Vita

The American pianist Emanuel Ax was born in 1949 to Polish parents in Lviv, Ukraine, where he took his first piano lessons at the age of six from his father. Following a stopover in Warsaw, the family moved to Winnipeg in Canada in 1959 and then to New York City in 1961. It was there that Ax continued his training with Mieczysław Munz at the Juilliard School. He won the Young Concert Artists Auditions in 1973 and the Rubinstein Competition in Tel Aviv a year later; in 1979 he was awarded the Avery Fisher Prize. Since then, throughout an international career that has spanned four decades, Ax has performed with such renowned ensembles as the Cleveland and Philadelphia Orchestras, the Berlin and Vienna Philharmonics, the Philharmonia Orchestra, and the Staatskapelle Dresden.
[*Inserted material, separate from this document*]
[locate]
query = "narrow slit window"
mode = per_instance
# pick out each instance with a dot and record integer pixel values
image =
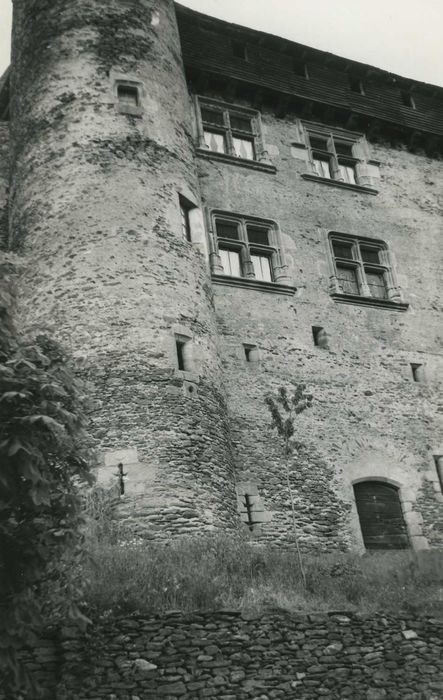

His calendar for the 2019-20 season includes engagements with the New York, Los Angeles, and Rotterdam Philharmonics and the London and San Francisco Symphonies. In addition to his appearances as a soloist, chamber music plays an important role for Ax. He formerly collaborated with Isaac Stern in a duo and nowadays performs with Yo-Yo Ma and Leonidas Kavakos, with whom he most recently released accounts of the Brahms Piano Trios. Emanuel Ax’s repertoire encompasses not only the most significant works of the Classical and Romantic periods but also numerous contemporary compositions written specifically for him, such as HK Gruber’s Piano Concerto, which he premiered with the New York Philharmonic in 2017. Emanuel Ax has received the Grammy Award no fewer than seven times: one each for two installments of his recordings of the Haydn sonatas and five for various chamber music releases with Yo-Yo Ma. Emanuel Ax is a member of the American Academy of Arts and Sciences and holds honorary doctorates from both Yale and Columbia Universities.

LUCERNE FESTIVAL debut on 7 September 1986 in a chamber music evening with Young Uck Kim and Yo-Yo Ma.